To learn more: Amazon's revenue growth engine has nothing to do with e-commerce

The type of revenue collected by Apple from these companies also makes a big difference. Ives pointed out the large number of paid subscriptions disclosed by Apple, since it is a more recurring source of recurring revenue, a key factor for Apple because the users of the network are not the only ones to be paid. iPhone expects an average longer before buying a new phone.

"We now have over 360 million paid subscriptions in our service portfolio, an increase of $ 120 million from a year ago," said Luca Maestri, chief financial officer, at the conference. phone call. "Given the continued vigor and dynamism of this part of the business, we now expect the number of paid subscriptions to exceed half a billion by 2020".

Water Piecyk, an analyst at BTIG, said a different figure in Apple's forecast, with an overall gross margin of 37% to 38%, indicating that profitability will not decline with revenue.

"The good news is that lower revenue expectations, likely due in part to price declines in some markets, have not translated into low gross margin forecasts, further easing investors worried about the worst," he said. Piecyk writes, while subtracting $ 6 billion in 2019. IPhone sales of its estimates due to the weak forecast. He also reduced his price target to $ 197, from $ 197 to a Tuesday night ticket.

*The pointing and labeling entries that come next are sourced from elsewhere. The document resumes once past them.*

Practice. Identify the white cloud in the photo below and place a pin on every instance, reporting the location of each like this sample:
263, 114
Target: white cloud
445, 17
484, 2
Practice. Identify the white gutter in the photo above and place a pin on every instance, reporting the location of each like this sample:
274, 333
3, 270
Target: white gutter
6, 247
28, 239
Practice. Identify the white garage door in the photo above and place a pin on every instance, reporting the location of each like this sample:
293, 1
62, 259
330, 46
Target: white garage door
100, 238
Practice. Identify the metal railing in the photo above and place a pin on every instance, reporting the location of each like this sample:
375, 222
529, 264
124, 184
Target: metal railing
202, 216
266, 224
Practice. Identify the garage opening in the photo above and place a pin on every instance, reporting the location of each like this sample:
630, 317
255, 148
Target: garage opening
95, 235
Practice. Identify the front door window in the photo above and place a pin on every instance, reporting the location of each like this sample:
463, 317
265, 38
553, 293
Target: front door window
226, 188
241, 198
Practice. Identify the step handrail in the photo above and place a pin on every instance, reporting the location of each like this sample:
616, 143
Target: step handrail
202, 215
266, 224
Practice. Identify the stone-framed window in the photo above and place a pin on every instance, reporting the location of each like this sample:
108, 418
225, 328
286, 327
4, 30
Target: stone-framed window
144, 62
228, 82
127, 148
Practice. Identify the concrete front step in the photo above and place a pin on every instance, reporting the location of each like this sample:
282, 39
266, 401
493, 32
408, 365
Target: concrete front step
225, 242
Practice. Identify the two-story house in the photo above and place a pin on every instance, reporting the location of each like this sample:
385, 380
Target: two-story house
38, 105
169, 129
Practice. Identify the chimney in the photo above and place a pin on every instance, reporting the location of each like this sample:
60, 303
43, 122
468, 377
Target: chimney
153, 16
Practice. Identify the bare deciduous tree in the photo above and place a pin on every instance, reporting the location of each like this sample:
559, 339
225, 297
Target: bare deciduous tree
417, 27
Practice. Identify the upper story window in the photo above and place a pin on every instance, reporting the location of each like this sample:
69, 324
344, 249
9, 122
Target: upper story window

Overall, Apple's increase in inventory Tuesday seems to be a relief, with investors receiving less disappointing news than a dreaded 27% decline in the last three months.

SPX, -0.15%

was fundamentally profitable. However, this type of rally may not last very long, because it depends entirely on Apple's willingness to meet its promises on Tuesday.

"We are now coming to the March forecast and it is imperative that they come to fruition," said Ives, noting the glaring lack of forecast on the holiday quarter that required Apple's intervention. "There is a big problem of credibility in terms of prediction of iPhone sales."

Updated with an additional analyst comment.